In its commentary to Mishlei (9, remez 944) concerning the pasuk, Chachmos nashim bansah beisah, the Yalkut Shemoni says, “The wise among women, each builds her own house” (Mishlei 14:1). When the Yalkut teaches, bansah beisah, “builds her own house,” this refers to the Torah, to teach you that whoever acquires Torah, acquires for himself a house in the World-to-Come. It does not say, one who studies Torah; rather, it says, one who acquires Torah. We derive from here that, just like in our temporal world, a person can build a house either by physically performing all of the necessary labor or by hiring a contractor to build a house for him. One can either personally study Torah, and thereby build his “house” in Olam Habba, or he can “commission” the building of his house by supporting a scholar and enabling him to learn Torah (Shem Olam15, quoted by Nifleosecha Asichah).

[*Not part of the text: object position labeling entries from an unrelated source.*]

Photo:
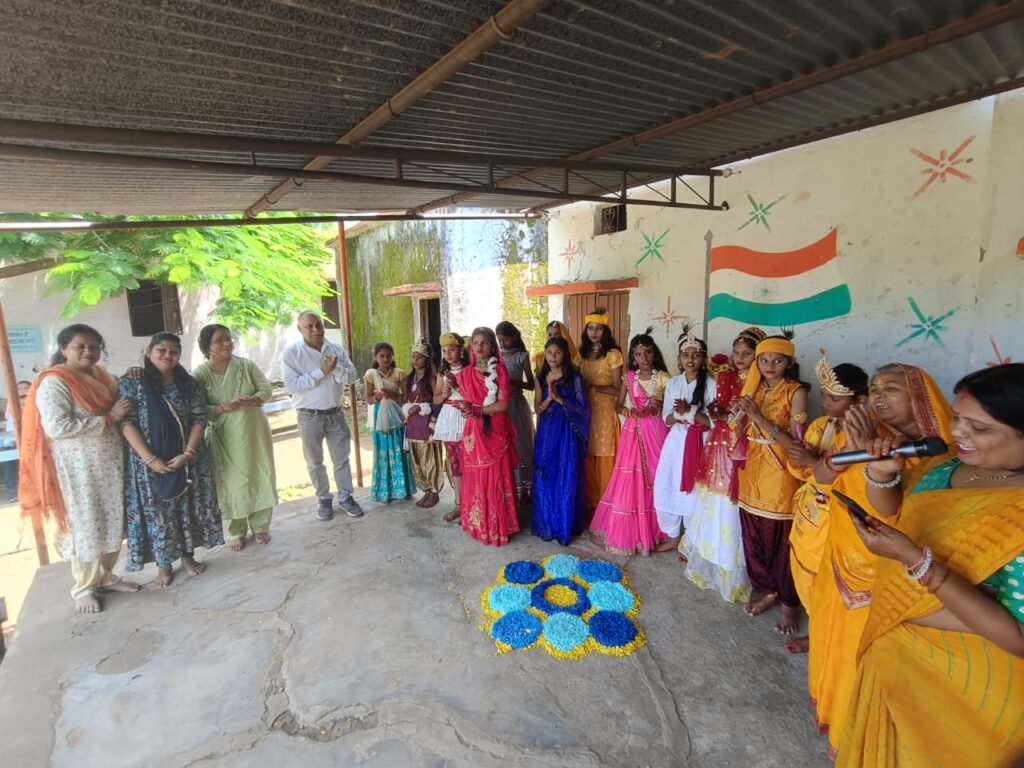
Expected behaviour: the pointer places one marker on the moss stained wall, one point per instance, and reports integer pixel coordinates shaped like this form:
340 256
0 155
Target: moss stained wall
393 255
410 252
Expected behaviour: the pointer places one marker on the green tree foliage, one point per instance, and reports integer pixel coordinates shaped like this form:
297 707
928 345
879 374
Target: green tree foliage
265 273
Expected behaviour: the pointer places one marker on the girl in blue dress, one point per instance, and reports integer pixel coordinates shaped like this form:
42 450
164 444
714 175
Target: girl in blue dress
562 429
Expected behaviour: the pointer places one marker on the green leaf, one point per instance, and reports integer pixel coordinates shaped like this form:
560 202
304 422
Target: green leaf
90 294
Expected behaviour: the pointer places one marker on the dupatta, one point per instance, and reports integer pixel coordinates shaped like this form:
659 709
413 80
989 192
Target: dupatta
167 438
974 531
39 492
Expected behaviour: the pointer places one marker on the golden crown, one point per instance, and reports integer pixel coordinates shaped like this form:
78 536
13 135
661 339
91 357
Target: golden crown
827 379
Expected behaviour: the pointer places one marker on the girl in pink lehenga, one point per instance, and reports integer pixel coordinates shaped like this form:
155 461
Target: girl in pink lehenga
488 505
625 518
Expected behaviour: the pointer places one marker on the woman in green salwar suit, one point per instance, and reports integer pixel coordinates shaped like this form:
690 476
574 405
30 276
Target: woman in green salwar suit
238 435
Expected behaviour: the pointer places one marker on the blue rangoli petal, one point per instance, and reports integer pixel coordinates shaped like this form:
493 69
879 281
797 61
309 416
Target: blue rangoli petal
611 630
508 597
565 632
611 596
517 629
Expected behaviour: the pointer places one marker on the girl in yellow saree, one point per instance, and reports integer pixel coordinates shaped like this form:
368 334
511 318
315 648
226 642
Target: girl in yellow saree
905 402
941 662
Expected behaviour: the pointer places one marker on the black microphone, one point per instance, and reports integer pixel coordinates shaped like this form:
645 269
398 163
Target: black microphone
926 446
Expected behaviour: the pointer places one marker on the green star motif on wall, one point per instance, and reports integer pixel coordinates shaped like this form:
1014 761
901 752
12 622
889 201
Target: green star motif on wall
929 327
652 248
760 212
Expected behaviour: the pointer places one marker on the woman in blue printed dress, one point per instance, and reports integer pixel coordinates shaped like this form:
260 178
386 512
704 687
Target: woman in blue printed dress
170 502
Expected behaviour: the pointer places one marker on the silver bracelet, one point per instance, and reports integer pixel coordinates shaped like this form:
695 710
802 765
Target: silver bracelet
876 484
926 564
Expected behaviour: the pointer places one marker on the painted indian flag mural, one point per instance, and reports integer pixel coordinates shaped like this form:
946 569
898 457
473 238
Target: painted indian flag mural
787 288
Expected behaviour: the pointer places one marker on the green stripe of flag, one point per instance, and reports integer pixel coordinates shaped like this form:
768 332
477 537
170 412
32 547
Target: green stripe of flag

The wife of a distinguished talmid chacham, Torah scholar, presented Horav Shmuel Primo, zl, with a halachic query. (Indeed, this query was also presented to the Chida.) Apparently, her husband had entered into a contract with a “Zevulun,” a good friend who spent his days engaged in various forms of commerce. He did well, but, as a result, he missed out on the opportunity to engage in Torah study in the way he longed to. He offered to support his friend the scholar in return for a portion of his reward in Olam Habba. This was the classic Yissachar/Zevulun partnership. The ishah tzadeikes, righteous woman, was concerned that as a result of her husband’s partnership, she would forfeit (or at least lose part of) the portion of Olam Habba reserved for her due to her support of her husband.
Maharsha Primo replied that she has no reason to be anxious. She will receive her just reward, and her husband and his partner will split their reward. Veritably, a wife’s reward is different than the reward shared by the Zevulun who supports her husband. The wife was carrying the yoke of responsibility for their home, thus allowing her husband to study Torah unabated and untroubled. Thus, she deserves to have a complete reward, not a shared reward. The Torah supporter, however, purchased his portion; therefore, he divides the reward accordingly. Indeed, the women who relieve their husbands from their daily responsibilities are earning an incredible reward – one that eludes even Zevulun.
On the other hand, the Torah supporter does have his own unique form of the reward. The Chafetz Chaim would relate that when Horav Chaim Volozhiner was fund-raising for his yeshivah, he promised a certain philanthropist that he would learn Mishnayos in his memory. Rav Chaim would study Mishnayos in memory of this man. One time, Rav Chaim had difficulty understanding a Mishnah. (We must underscore that Rav Chaim’s lack of understanding was quite different than ours.) He dozed off and, in a dream, the neshamah of the philanthropist appeared and explained the Mishnah to him. When Rav Chaim woke up, he told his talmidim, students, what had occurred. He then added his own caveat. We see from here that not only do Torah supporters share equally in their partners’ learning, but they also merit to learn and understand the Torah (learned by their partner) in Olam Habba! This is why the neshamah of the philanthropist was able to explain the Mishnah to Rav Chaim.